A large part of the trouble of course in determining just what exactly we are dealing with when we encounter interesting nonrealist fiction is that as with the ever-morphing Palafox, the non-traditional work we find ourselves confronted with when we lift off the labels stands a good chance of being unlike the last work, or last several works, we've read. And such writing, lacking accurate ready-made analogues, is difficult to describe. Nor is it desirable that it be easy. What is wonderful, of course, about writing that defies easy description and tends to baffle broad-stroke categorization and that demands case by case articulation is that readers who grapple with it are obliged to adjust their approach to reading, to adopt new strategies, to shake off whatever dust has settled on the pathways leading from one end to the other of their minds so that fiction, which too much same old thing has frozen, can again growl and click and shimmer and prance.
It is in the appraisal of this thing as it capers or stomps around before us that we may begin to apprehend it, to decide how and where it overlaps with other works we've encountered and in what ways it stands apart. I would propose that there is just enough confusion/laziness in the conversation about what we mean when we talk about nonrealist writing to make useful the evocation of the importance of energetic reading that focuses on the text in question rather than, say, the reputation of its writer, or the magazine or press where it was published. To read under such circumstances could be seen as an interrogative analog to Gertrude Stein's favored "natural" counting -- instead of 1,2,3 we have 1,1,1, with one being different each time. What is this? we ask with ever-shifting emphasis and understanding as we move through a text. A chicken? A bass? A gila monster? A centipede? A Palafox?
I've used the term nonrealist several times, and it is in the description of this panel, but in the long run it seems to me that no favors get done by puffing up the division between realist and all the other varieties of fictional output, not to mention the concomitant privileging of a set of techniques that haven't been around all that long and don't perhaps exert quite as much influence as we often give them credit for.
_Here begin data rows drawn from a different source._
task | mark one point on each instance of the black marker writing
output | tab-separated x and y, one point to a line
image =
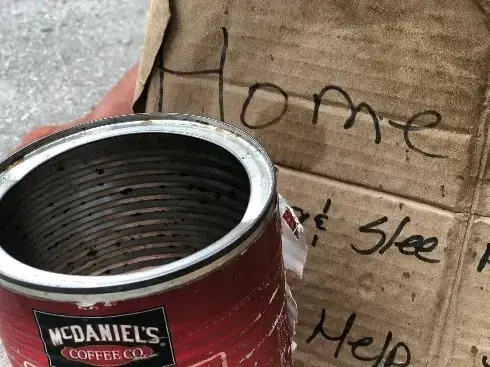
409	126
412	124
400	349
415	245
319	219
485	259
317	99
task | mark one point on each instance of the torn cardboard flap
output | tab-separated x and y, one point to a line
376	114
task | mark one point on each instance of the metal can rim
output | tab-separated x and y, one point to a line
24	279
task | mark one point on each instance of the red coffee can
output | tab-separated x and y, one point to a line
145	240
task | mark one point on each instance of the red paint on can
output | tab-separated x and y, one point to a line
234	315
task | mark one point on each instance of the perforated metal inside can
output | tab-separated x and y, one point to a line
146	240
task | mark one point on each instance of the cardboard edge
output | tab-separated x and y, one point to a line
155	34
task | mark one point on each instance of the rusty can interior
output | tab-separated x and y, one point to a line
123	204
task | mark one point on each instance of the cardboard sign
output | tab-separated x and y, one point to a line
374	112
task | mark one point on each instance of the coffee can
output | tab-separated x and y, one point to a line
144	240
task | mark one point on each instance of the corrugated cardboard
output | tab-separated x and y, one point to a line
399	138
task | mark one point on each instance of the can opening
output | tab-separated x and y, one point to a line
124	204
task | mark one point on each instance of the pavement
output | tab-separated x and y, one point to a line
58	58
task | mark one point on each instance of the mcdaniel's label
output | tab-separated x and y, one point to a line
138	339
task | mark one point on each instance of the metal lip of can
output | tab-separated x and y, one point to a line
24	279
I know that I, for one, have rarely thought of myself as reacting in my work to realism -- to calcification, yes, to artificial boundaries, yes, to unhelpful proscriptions, yes -- but to realism, no. I suspect most people here can confirm from experience that formal stagnation is possible with any kind of writing -- we've all read worn-out exploratory/innovative fiction. This is part of the reason why, though I am in favor of the room to maneuver it offers, I am ultimately uncomfortable with the term nonrealist and find myself taken by the possibilities of the title of the anthology Omnidawn has just put out -- ParaSpheres -- which means, if I read it correctly, beyond the bounds, any bounds, not just those set by the current arbiters of mainstream cultural significance. It seems to me that all writing that has a pulse, that demands individual appraisal, that is as likely to bite you as it is to kiss you, is paraspheric. And that's the kind of protean, brand-spanking-new-for-now category I'd like to live my reading and writing life in.